On October 12th the Federal Reserve, FDIC, Office of the Comptroller of the Currency, and SEC submitted the long-awaited proposal for implementation of Section 619 of the Dodd-Frank Act, widely referred to as the “Volcker Rule.” Legislators included this section in the Dodd-Frank Act in order to divide commercial banking and depository functions, which are federally insured, from banks’ investment activities (commonly referred to as “proprietary trading”). Given the fact that many large commercial banks, such as Bank of America and JP Morgan Chase, derive a significant portion of their revenue (8% and 9%, respectively) from their trading desk, the details of the rule could have enormous implications for the future financial strength and stability of depository institutions.

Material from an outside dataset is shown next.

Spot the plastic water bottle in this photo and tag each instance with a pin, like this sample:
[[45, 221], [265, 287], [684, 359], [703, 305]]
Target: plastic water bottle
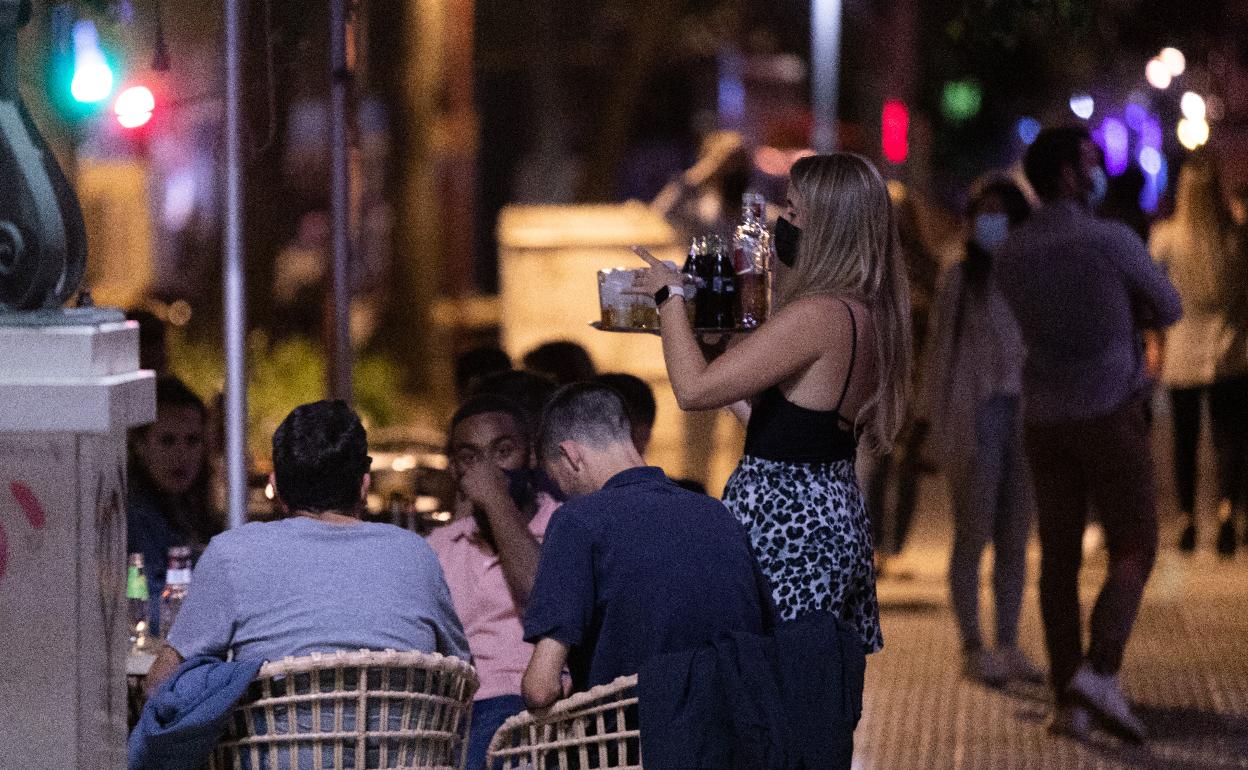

The proposal has several large exceptions to its prohibition on proprietary trading in order to allow banks to continue to provide important financial services to their customers. One of the largest exceptions is for market making. Market making can involve a number of activities, but at its core it consists of financial institutions accepting client requests to purchase (or sell) any given security without that financial institution immediately going out into the market and finding a seller (or buyer). In order to facilitate this process, financial institutions involved in market making may maintain a stock of various securities that they buy and sell to clients as needed to meet client demand. Under the new proposal, banks would be allowed to purchase and sell securities under the premise of market making so long as: a.) the bank “holds itself out” as being willing to buy and sell those securities to and/or from clients, b.) the purchases or sales do not exceed “reasonably expected near term demands” of clients, c.) the activities are primarily intended to generate income from fees, commissions, and bid-ask spreads (as opposed to appreciation or depreciation in the securities themselves), and d.) the compensation arrangements of employees engaged in market making is not designed to reward large returns that may result from the appreciation or depreciation of the securities themselves.